Afin de pouvoir délivrer un certificat de citoyenneté à Jeffrey, je dois conclure, selon les éléments de preuve présentés pour appuyer la demande, qu’il satisfait aux exigences de citoyenneté aux termes de la Loi sur la citoyenneté.

Deux documents que vous avez fournis posent problème : le certificat de naissance vivante préparé par le National Statistics Office (NSO) le 21 décembre 2005, et la transcription certifiée du certificat de naissance, tirée de la page 003 du livre 020 du registre des naissances en Philippines, émis le 8 mars 2006. Le numéro d’inscription sur la transcription (2005-636) correspond au numéro d’inscription sur le document du NSO. L’examen du dossier révèle que la transcription a été incluse dans la demande de certificat de citoyenneté pour Jeffery [sic] en 2007, alors que le certificat de naissance vivante du NSO a seulement été présenté le 26 octobre 2012.
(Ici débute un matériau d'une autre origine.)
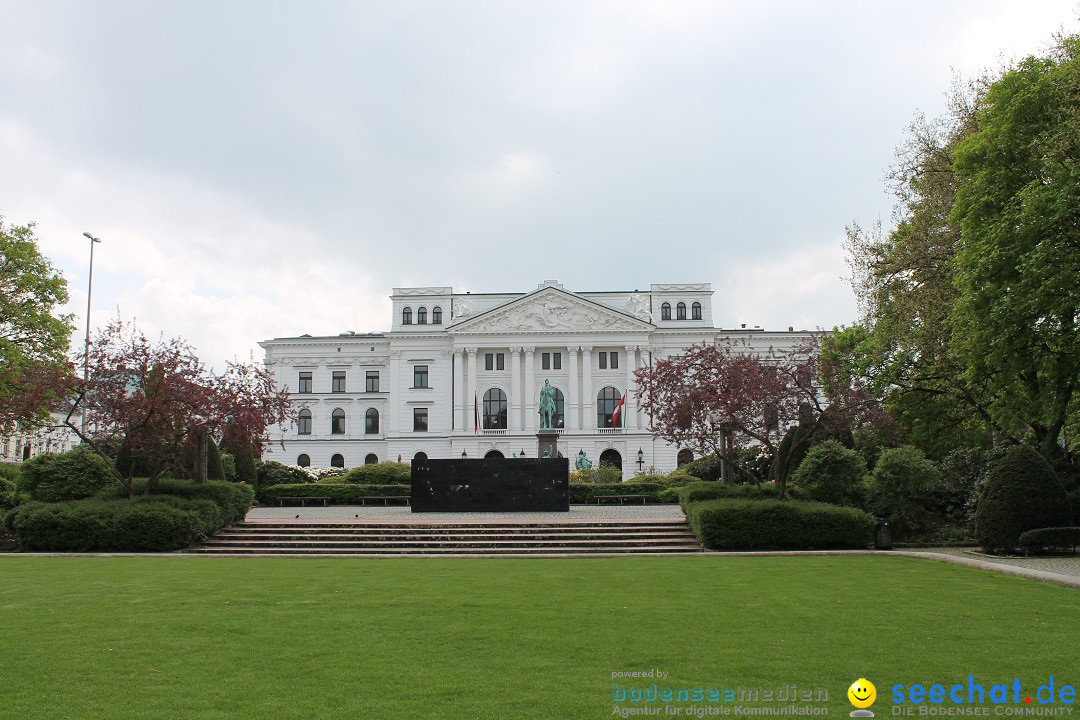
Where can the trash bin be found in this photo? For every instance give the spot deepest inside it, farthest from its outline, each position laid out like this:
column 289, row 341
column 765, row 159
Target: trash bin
column 882, row 537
Je dois noter que la transcription certifiée est une transcription, non une modification, d’un document original. Les renseignements présentés n’écartent donc pas l’information présentée dans le document original. Voilà pourquoi je dois utiliser la version originale du certificat de naissance vivante du NCO [sic] comme étant le document officiel à première vue émis par le gouvernement qui enregistre la naissance de Jeffery [sic].

Les sections pertinentes (13 à 17) du certificat de naissance vivante du NCO [sic], lesquelles communiquent l’identité reconnue du père, ont été laissées vides. Je conclus que la transcription de 2006 n’est pas acceptable puisqu’elle contient des renseignements erronés. Par exemple, la transcription indique que le nom du père est Ralph Frank Watzke, alors que, comme il a été souligné, cette section avait été laissée vide dans le document original.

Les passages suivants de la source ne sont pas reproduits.